Published in the PNAS journal, the study reports that global warming expedites the loss of biodiversity. At the same time, efforts to safeguard biodiversity may also reduce the effects of climate change.

The researchers propose that flexible conservation methods would enable dynamic responses to the impacts of climate change on species and habitats.

Nearly a million animal and plant species in the world are on the verge of extinction. However, at least 13 of the 17 sustainable development goals of the United Nations are based on biodiversity, such as species diversity, the genetic diversity among species and the diversity of ecosystems.

Biodiversity controls the basic processes like trace-gas, water and nutrient cycles, as well as soil formation. Thus, it also contributes remarkably to climate regulation. The persistent loss of biodiversity makes mankind experience economic, social and ecological issues.

Apart from the over-exploitation of natural resources on land and in water, or environmental pollution, climate change also causes loss of biological diversity. This impact will increase in future.

Almut Arneth, Professor, Atmospheric Environmental Research Division, Institute of Meteorology and Climate Research, Karlsruhe Institute of Technology

Arneth headed an international study, titled “Post-2020 biodiversity targets need to embrace climate change,” which has been published in the Proceedings of the National Academy of Sciences of the United States of America (PNAS).

Targets for Worldwide Biodiversity Conservation Missed

As part of the study, researchers from France, Germany, Spain, Italy, South Africa, Russia, Japan and Mexico examined the so-called Aichi targets for the global safety of biodiversity that were adopted by the 10th Conference of the Parties of the UN Convention on Biodiversity in Nagoya, prefecture of Aichi, in 2010 for compliance by 2020.

A majority of such targets will be missed. Besides, the team investigated the set of revised biodiversity protection targets negotiated now by the parties for the time beyond 2020, which must be achieved by 2030 or 2050.

They determined that several present or proposed targets are at risk owing to global warming, even if the mean increase in global temperature would continue to be at the lower limit of projections.

It certainly is a big challenge, but also an important opportunity to better handle on the political level the interactions between climate change and biodiversity loss, and to better coordinate the biodiversity targets with the Paris Agreement on Climate Change and the Sustainable Development Goals.

Almut Arneth, Professor, Atmospheric Environmental Research Division, Institute of Meteorology and Climate Research, Karlsruhe Institute of Technology

Hence, the proposed biodiversity targets should take climate change into account much more clearly, notes Arneth.

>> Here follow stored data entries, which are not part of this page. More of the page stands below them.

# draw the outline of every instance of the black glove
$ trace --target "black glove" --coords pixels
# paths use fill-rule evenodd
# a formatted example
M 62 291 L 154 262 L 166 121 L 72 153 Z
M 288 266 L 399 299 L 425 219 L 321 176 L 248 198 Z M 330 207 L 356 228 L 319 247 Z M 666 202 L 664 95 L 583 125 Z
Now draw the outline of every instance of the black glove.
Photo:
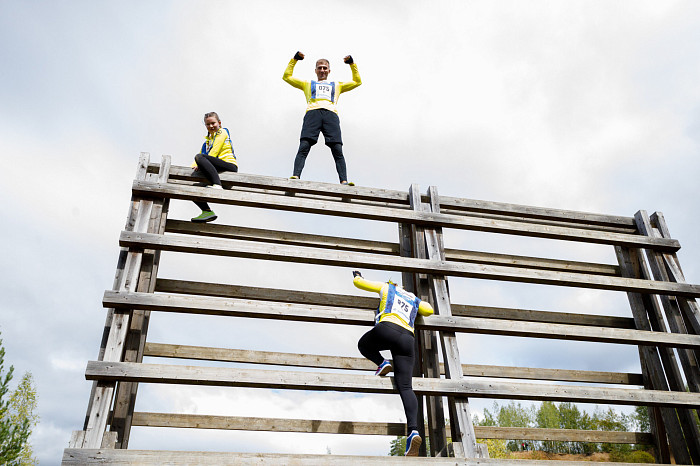
M 294 54 L 294 59 L 295 60 L 303 60 L 304 59 L 304 54 L 297 51 L 297 53 Z
M 343 61 L 348 65 L 352 65 L 353 63 L 355 63 L 355 61 L 352 59 L 352 55 L 348 55 Z
M 354 277 L 361 277 L 362 274 L 360 273 L 359 270 L 353 270 L 353 271 L 352 271 L 352 276 L 353 276 L 353 278 L 354 278 Z

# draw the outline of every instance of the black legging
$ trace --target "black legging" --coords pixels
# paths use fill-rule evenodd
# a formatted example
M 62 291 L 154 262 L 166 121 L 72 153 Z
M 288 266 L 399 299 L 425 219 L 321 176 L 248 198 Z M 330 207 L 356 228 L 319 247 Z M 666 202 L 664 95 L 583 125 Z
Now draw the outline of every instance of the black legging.
M 377 366 L 384 362 L 380 351 L 391 351 L 394 381 L 406 413 L 408 432 L 418 430 L 418 400 L 413 393 L 413 333 L 391 322 L 380 322 L 362 335 L 357 348 Z
M 309 155 L 311 146 L 313 146 L 313 144 L 311 144 L 311 141 L 308 139 L 301 139 L 299 141 L 299 150 L 294 158 L 294 176 L 301 177 L 301 171 L 304 169 L 304 165 L 306 164 L 306 156 Z M 335 170 L 338 172 L 338 178 L 340 178 L 341 182 L 347 181 L 348 172 L 345 166 L 345 157 L 343 157 L 343 145 L 336 142 L 328 144 L 328 147 L 331 148 L 331 154 L 335 160 Z
M 197 163 L 197 168 L 212 184 L 221 185 L 220 172 L 237 172 L 238 166 L 233 163 L 226 162 L 211 155 L 197 154 L 194 156 L 194 161 Z M 206 202 L 194 201 L 194 203 L 202 210 L 211 210 Z

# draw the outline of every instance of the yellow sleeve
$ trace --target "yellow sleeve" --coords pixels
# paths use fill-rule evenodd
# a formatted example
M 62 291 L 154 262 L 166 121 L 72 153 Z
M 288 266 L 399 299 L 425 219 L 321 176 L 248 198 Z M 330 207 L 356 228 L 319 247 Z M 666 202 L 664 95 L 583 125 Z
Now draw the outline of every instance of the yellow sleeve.
M 294 73 L 294 66 L 296 64 L 297 61 L 295 59 L 292 58 L 291 60 L 289 60 L 289 65 L 287 65 L 287 69 L 284 70 L 282 79 L 284 79 L 286 82 L 296 87 L 297 89 L 301 89 L 303 91 L 304 84 L 306 84 L 305 81 L 302 81 L 301 79 L 297 79 L 294 76 L 292 76 L 292 73 Z
M 422 316 L 431 316 L 433 315 L 433 313 L 435 313 L 435 311 L 433 310 L 433 306 L 431 306 L 429 302 L 420 302 L 420 304 L 418 305 L 418 314 Z
M 361 290 L 371 291 L 374 293 L 379 293 L 386 283 L 384 282 L 373 282 L 370 280 L 365 280 L 361 276 L 357 276 L 352 280 L 352 283 Z
M 346 83 L 340 83 L 340 94 L 343 92 L 351 91 L 362 84 L 362 79 L 360 79 L 360 72 L 357 71 L 357 63 L 350 65 L 350 70 L 352 71 L 352 81 Z

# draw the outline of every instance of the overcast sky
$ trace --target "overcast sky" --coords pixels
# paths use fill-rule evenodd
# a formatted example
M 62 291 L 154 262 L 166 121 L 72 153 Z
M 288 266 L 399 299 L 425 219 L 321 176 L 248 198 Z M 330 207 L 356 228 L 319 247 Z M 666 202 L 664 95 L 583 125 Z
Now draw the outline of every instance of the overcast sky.
M 665 214 L 700 282 L 700 4 L 691 1 L 0 0 L 0 330 L 32 371 L 55 464 L 82 428 L 139 152 L 189 165 L 217 111 L 240 170 L 289 176 L 315 58 L 363 84 L 340 116 L 349 179 L 632 216 Z M 303 177 L 336 180 L 314 147 Z M 396 240 L 396 226 L 217 209 L 220 223 Z M 174 202 L 171 217 L 193 205 Z M 614 263 L 611 248 L 446 231 L 448 247 Z M 389 274 L 391 275 L 391 274 Z M 164 255 L 160 276 L 356 293 L 350 271 Z M 386 272 L 365 271 L 383 280 Z M 398 279 L 400 274 L 393 274 Z M 629 316 L 621 293 L 451 280 L 453 302 Z M 365 329 L 154 315 L 150 341 L 358 356 Z M 462 362 L 639 371 L 621 345 L 460 336 Z M 139 410 L 403 421 L 397 396 L 142 386 Z M 490 401 L 475 401 L 479 412 Z M 131 448 L 386 454 L 387 437 L 134 429 Z

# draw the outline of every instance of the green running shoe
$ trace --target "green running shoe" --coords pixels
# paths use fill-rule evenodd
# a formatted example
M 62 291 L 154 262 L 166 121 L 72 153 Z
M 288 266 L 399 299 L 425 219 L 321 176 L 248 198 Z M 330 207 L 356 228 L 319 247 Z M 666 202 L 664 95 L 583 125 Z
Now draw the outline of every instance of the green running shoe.
M 213 222 L 214 220 L 216 220 L 216 214 L 213 210 L 203 210 L 201 214 L 192 218 L 195 223 Z

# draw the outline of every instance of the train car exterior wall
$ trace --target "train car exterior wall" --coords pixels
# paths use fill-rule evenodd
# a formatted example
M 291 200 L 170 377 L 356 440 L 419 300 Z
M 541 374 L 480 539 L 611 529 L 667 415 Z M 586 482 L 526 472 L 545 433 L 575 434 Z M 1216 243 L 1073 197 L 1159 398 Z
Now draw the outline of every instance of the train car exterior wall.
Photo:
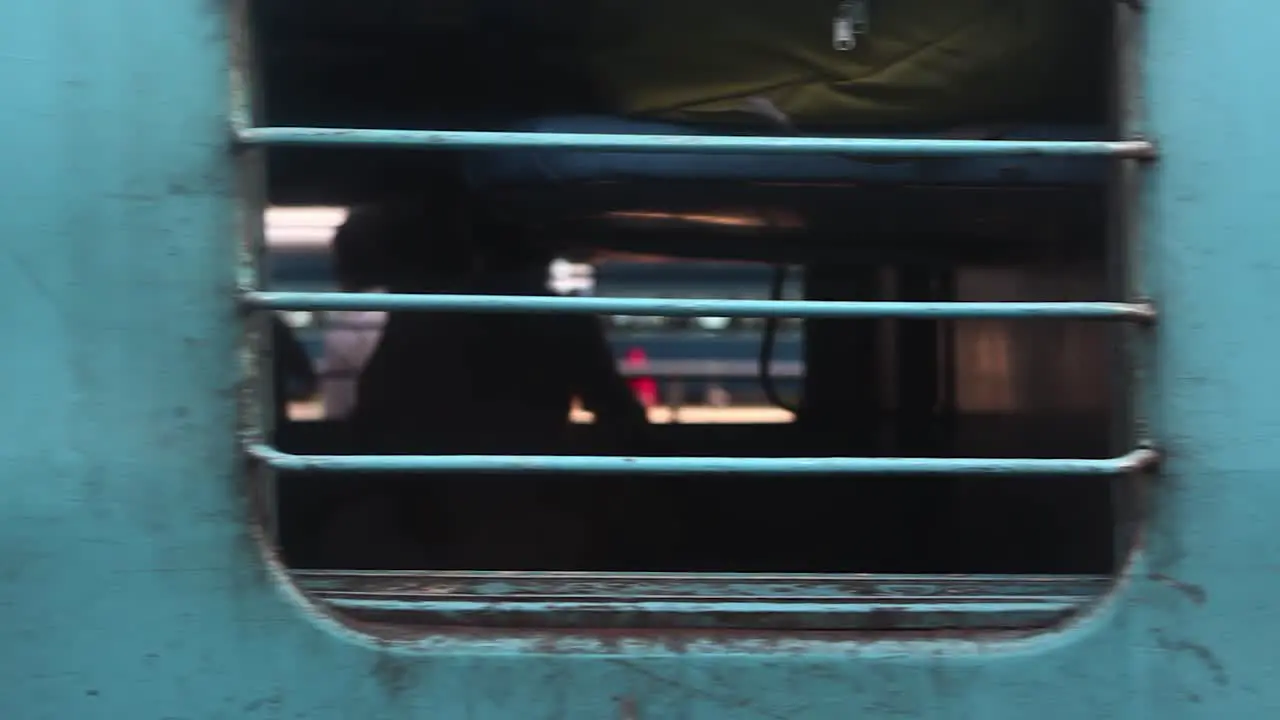
M 1280 6 L 1141 3 L 1146 418 L 1114 594 L 1033 637 L 454 632 L 314 609 L 247 522 L 227 2 L 0 3 L 0 717 L 1280 714 Z

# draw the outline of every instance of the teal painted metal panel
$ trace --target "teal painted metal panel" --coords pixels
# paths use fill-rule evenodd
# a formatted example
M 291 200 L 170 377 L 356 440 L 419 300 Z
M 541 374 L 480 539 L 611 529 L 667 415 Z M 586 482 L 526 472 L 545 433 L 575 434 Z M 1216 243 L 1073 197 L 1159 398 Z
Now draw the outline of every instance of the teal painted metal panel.
M 0 717 L 1280 713 L 1280 7 L 1147 5 L 1147 410 L 1168 458 L 1142 555 L 1047 635 L 871 641 L 374 639 L 305 609 L 249 530 L 236 450 L 227 4 L 0 3 Z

Species are Leaving Nature Reserves

Arneth mentions an example: A biodiversity target for nature reserves should take into account the fact that the growth and composition of vegetation will vary with climate change and that few species of plants and animals will either migrate or be endangered if climatic conditions change.

For example, climate change results in the shrinking of mountain glaciers. But in semi-arid regions, lower lying valley ecosystems rely on meltwater from glaciers in summer.

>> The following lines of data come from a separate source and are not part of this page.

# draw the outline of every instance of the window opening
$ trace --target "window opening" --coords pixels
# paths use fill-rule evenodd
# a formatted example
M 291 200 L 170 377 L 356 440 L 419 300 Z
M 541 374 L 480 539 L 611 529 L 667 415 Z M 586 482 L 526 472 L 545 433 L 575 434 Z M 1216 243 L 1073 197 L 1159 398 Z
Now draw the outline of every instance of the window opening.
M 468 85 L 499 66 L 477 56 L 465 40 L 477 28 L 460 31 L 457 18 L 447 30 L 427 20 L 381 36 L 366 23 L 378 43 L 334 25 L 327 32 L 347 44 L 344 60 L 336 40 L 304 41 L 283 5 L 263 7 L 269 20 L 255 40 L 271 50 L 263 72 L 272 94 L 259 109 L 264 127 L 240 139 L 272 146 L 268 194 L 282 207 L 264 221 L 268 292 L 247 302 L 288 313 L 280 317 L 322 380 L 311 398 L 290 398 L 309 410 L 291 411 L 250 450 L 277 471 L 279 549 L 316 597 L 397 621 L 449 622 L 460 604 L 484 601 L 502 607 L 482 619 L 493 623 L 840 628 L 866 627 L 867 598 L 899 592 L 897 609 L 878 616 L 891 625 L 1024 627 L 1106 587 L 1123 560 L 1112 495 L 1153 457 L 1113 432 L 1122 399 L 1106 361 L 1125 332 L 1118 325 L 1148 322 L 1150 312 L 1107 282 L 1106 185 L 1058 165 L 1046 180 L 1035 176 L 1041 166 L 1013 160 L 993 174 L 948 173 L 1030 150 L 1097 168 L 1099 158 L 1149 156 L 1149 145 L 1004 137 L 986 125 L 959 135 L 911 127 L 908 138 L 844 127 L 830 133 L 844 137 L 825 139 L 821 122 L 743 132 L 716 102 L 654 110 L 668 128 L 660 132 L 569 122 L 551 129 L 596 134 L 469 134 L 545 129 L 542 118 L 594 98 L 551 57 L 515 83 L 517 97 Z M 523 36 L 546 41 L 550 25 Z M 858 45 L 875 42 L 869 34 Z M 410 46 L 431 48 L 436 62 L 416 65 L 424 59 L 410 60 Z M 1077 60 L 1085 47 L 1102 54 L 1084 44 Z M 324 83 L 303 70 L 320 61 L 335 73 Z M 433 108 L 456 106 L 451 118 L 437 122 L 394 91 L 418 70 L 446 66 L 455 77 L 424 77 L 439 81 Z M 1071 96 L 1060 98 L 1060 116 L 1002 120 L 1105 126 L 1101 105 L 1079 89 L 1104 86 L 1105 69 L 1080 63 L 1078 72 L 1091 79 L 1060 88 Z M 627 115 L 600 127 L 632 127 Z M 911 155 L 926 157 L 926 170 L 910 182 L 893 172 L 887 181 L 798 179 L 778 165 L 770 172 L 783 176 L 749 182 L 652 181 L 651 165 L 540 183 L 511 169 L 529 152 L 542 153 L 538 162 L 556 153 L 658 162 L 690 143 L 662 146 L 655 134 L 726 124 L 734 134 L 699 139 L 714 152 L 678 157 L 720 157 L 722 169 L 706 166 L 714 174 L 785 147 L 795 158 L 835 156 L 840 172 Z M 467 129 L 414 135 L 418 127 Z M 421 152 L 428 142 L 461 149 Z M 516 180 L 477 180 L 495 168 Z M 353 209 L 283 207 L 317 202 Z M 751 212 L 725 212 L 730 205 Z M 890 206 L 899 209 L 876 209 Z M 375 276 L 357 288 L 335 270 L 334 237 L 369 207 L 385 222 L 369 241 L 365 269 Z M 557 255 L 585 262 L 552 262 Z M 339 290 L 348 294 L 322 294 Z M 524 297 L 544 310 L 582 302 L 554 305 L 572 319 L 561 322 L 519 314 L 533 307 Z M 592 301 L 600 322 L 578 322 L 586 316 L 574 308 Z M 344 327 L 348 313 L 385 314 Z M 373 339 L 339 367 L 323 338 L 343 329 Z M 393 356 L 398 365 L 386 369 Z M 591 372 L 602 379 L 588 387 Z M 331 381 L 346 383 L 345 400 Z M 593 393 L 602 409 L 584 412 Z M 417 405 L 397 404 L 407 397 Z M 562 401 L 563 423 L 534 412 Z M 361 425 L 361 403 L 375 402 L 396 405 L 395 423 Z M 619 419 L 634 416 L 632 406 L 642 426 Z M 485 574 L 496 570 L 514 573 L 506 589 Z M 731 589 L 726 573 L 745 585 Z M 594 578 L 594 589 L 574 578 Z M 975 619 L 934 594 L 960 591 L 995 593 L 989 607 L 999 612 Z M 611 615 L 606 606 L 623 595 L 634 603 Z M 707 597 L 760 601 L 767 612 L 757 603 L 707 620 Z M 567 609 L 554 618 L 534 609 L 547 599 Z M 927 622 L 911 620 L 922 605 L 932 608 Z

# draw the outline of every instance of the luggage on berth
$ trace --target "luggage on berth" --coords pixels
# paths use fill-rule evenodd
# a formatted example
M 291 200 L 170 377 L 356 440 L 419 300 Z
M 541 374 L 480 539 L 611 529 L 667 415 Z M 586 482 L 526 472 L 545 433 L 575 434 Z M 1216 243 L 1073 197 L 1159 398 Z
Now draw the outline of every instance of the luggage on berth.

If this meltwater flow reduces owing to retreating glaciers, only precipitation might not be enough to provide the plants in the catchment with water. Also, this will then impact the animals that rely on the plants.

The study highlights the demand to decrease anthropogenic greenhouse gas emissions rapidly and considerably, as well as to stop climate change. At the same time, it also reveals that efforts to safeguard biodiversity would contribute to climate protection.

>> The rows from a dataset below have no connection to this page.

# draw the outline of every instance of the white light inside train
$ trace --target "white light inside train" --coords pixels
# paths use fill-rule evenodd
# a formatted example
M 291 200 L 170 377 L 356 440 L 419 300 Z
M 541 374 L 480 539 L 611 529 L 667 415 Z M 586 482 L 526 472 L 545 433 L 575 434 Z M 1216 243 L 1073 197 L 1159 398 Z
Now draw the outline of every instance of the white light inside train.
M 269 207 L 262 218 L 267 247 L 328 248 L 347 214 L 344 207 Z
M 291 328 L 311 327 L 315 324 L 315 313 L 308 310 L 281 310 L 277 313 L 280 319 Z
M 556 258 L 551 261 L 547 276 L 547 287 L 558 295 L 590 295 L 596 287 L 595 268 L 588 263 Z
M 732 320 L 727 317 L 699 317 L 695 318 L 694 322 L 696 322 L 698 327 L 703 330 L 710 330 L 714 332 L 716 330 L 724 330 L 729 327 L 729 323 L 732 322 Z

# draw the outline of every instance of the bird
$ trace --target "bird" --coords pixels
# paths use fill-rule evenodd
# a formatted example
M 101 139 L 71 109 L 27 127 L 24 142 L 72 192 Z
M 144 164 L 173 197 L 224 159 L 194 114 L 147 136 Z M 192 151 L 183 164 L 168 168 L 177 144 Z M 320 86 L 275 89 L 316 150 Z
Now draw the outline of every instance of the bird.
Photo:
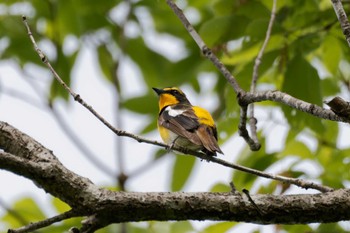
M 209 156 L 224 154 L 218 145 L 215 122 L 207 110 L 193 106 L 177 87 L 152 89 L 159 97 L 158 131 L 170 148 L 175 145 Z

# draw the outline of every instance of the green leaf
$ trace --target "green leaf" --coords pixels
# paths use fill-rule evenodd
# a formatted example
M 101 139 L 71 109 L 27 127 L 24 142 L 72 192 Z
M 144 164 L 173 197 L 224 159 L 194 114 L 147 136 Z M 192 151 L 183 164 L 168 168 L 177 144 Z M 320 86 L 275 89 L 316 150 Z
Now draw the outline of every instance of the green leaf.
M 215 15 L 229 15 L 233 10 L 232 0 L 213 1 L 213 10 Z
M 199 34 L 207 46 L 212 47 L 239 38 L 248 22 L 244 16 L 219 16 L 206 21 L 199 29 Z
M 322 106 L 318 73 L 300 54 L 287 64 L 282 91 L 311 104 Z M 285 105 L 282 106 L 282 110 L 292 127 L 298 129 L 308 127 L 318 133 L 324 130 L 320 118 Z
M 264 145 L 265 140 L 261 137 L 261 134 L 258 135 L 258 138 L 261 144 Z M 243 149 L 240 155 L 236 162 L 237 164 L 260 171 L 266 170 L 278 160 L 276 153 L 266 153 L 264 150 L 251 151 L 248 146 Z M 246 188 L 248 190 L 252 187 L 256 179 L 257 177 L 254 175 L 238 171 L 234 171 L 232 177 L 232 181 L 237 189 Z
M 340 92 L 340 85 L 334 78 L 325 78 L 321 80 L 323 96 L 334 96 Z
M 153 160 L 157 160 L 157 159 L 160 159 L 162 158 L 163 156 L 165 156 L 166 154 L 168 154 L 168 151 L 165 150 L 165 149 L 158 149 L 155 153 L 154 153 L 154 156 L 153 156 Z
M 322 61 L 328 71 L 335 75 L 338 71 L 339 63 L 342 57 L 342 48 L 339 40 L 332 35 L 327 34 L 322 43 Z
M 325 121 L 323 125 L 324 130 L 319 138 L 320 143 L 336 147 L 339 136 L 339 124 L 334 121 Z
M 285 38 L 283 35 L 272 35 L 270 37 L 269 43 L 265 49 L 265 54 L 272 52 L 274 50 L 279 50 L 284 46 Z M 239 65 L 242 63 L 252 63 L 254 62 L 256 56 L 258 55 L 263 41 L 257 41 L 256 43 L 245 44 L 239 50 L 233 51 L 230 55 L 224 55 L 221 59 L 226 65 Z M 265 55 L 263 57 L 262 65 L 265 62 Z M 252 72 L 252 71 L 251 71 Z
M 256 51 L 256 52 L 258 52 L 258 51 Z M 264 54 L 263 61 L 262 61 L 261 65 L 259 66 L 259 72 L 258 72 L 259 76 L 264 75 L 265 72 L 267 72 L 273 66 L 274 62 L 278 58 L 279 53 L 280 53 L 279 50 L 273 50 L 273 51 L 270 51 L 270 52 L 267 52 Z M 244 52 L 243 52 L 243 54 L 244 54 Z M 253 55 L 253 54 L 250 54 L 249 56 L 251 56 L 251 55 Z M 256 56 L 253 56 L 253 57 L 251 57 L 251 59 L 246 60 L 247 63 L 244 63 L 243 62 L 244 60 L 242 60 L 241 64 L 237 66 L 237 68 L 234 72 L 234 75 L 237 76 L 237 80 L 238 80 L 239 84 L 245 90 L 249 89 L 249 87 L 250 87 L 255 58 L 256 58 Z M 261 80 L 261 82 L 262 81 L 264 81 L 264 80 Z M 272 82 L 268 82 L 268 83 L 275 83 L 275 82 L 276 82 L 276 80 L 273 80 Z
M 106 44 L 102 44 L 98 46 L 97 55 L 98 55 L 98 62 L 100 65 L 100 69 L 104 74 L 105 78 L 109 82 L 114 83 L 116 81 L 114 79 L 116 76 L 115 73 L 116 73 L 117 62 L 114 61 L 113 56 L 108 50 Z
M 280 225 L 282 229 L 284 229 L 286 232 L 290 233 L 300 233 L 300 232 L 314 232 L 312 228 L 308 225 L 301 225 L 301 224 L 296 224 L 296 225 Z M 332 231 L 331 231 L 332 232 Z
M 149 87 L 169 86 L 169 81 L 165 77 L 172 65 L 171 62 L 149 49 L 140 37 L 128 40 L 125 47 L 125 51 L 127 51 L 130 58 L 138 65 L 142 72 L 143 80 Z M 175 81 L 172 80 L 172 82 L 174 83 Z
M 321 46 L 322 36 L 319 33 L 307 33 L 295 36 L 296 38 L 292 36 L 289 38 L 290 46 L 288 49 L 292 56 L 301 54 L 312 55 Z
M 251 19 L 270 18 L 270 10 L 260 1 L 247 1 L 243 4 L 237 4 L 238 14 L 242 14 Z
M 315 158 L 324 167 L 320 176 L 324 185 L 344 188 L 343 181 L 349 178 L 349 165 L 344 164 L 344 159 L 349 156 L 348 153 L 349 151 L 342 153 L 342 151 L 334 150 L 331 145 L 321 145 L 318 148 Z
M 269 19 L 253 20 L 246 29 L 246 34 L 253 39 L 263 39 L 266 36 L 266 30 L 269 25 Z
M 170 224 L 168 222 L 149 222 L 149 227 L 146 232 L 163 233 L 170 232 Z
M 288 155 L 296 155 L 303 159 L 310 159 L 314 157 L 310 149 L 303 142 L 297 140 L 288 141 L 285 149 L 279 155 L 277 155 L 277 157 L 281 158 Z
M 193 226 L 188 221 L 179 221 L 171 224 L 170 233 L 192 233 Z
M 196 158 L 189 155 L 176 155 L 172 172 L 171 191 L 181 190 L 190 177 Z
M 344 230 L 337 223 L 322 223 L 314 232 L 315 233 L 329 233 L 329 232 L 346 233 L 348 231 Z
M 140 114 L 158 113 L 158 99 L 156 94 L 148 93 L 143 96 L 127 99 L 121 104 L 123 108 Z
M 157 121 L 158 121 L 158 115 L 152 114 L 152 119 L 148 124 L 146 124 L 139 132 L 138 134 L 147 134 L 149 132 L 152 132 L 157 128 Z
M 29 222 L 36 222 L 46 218 L 41 208 L 31 198 L 23 198 L 16 201 L 11 209 L 18 213 L 21 219 L 20 221 L 19 218 L 7 212 L 2 217 L 2 221 L 6 222 L 11 228 L 18 228 Z
M 230 192 L 231 191 L 231 187 L 228 186 L 227 184 L 224 183 L 216 183 L 211 189 L 210 192 Z
M 21 17 L 17 15 L 7 15 L 5 18 L 1 19 L 0 34 L 3 35 L 2 38 L 7 38 L 9 42 L 8 46 L 4 48 L 4 51 L 1 51 L 3 48 L 0 49 L 1 59 L 13 59 L 20 66 L 24 66 L 26 63 L 34 63 L 43 66 L 25 28 L 21 27 Z M 34 30 L 33 34 L 35 37 L 38 36 Z M 37 40 L 39 43 L 40 40 Z
M 223 117 L 217 122 L 217 131 L 219 136 L 219 143 L 224 143 L 229 140 L 233 134 L 238 130 L 239 117 L 233 115 L 228 117 Z
M 55 207 L 57 213 L 63 213 L 71 209 L 69 205 L 55 197 L 52 199 L 52 205 Z
M 57 1 L 55 27 L 62 34 L 62 40 L 67 34 L 81 36 L 86 32 L 98 30 L 109 25 L 108 14 L 116 5 L 115 1 L 100 4 L 94 0 L 76 0 L 73 2 Z
M 220 222 L 205 228 L 202 233 L 224 233 L 230 230 L 232 227 L 237 225 L 235 222 Z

Better coordination of political agreements and scientific findings may accelerate urgent decarbonization of economy and ensure slowdown of climate change by biodiversity protection measures.

Almut Arneth, Professor, Atmospheric Environmental Research Division, Institute of Meteorology and Climate Research, Karlsruhe Institute of Technology

Journal Reference:

Arneth, A., et al. (2020) Post-2020 biodiversity targets need to embrace climate change. Proceedings of the National Academy of Sciences. doi.org/10.1073/pnas.2009584117.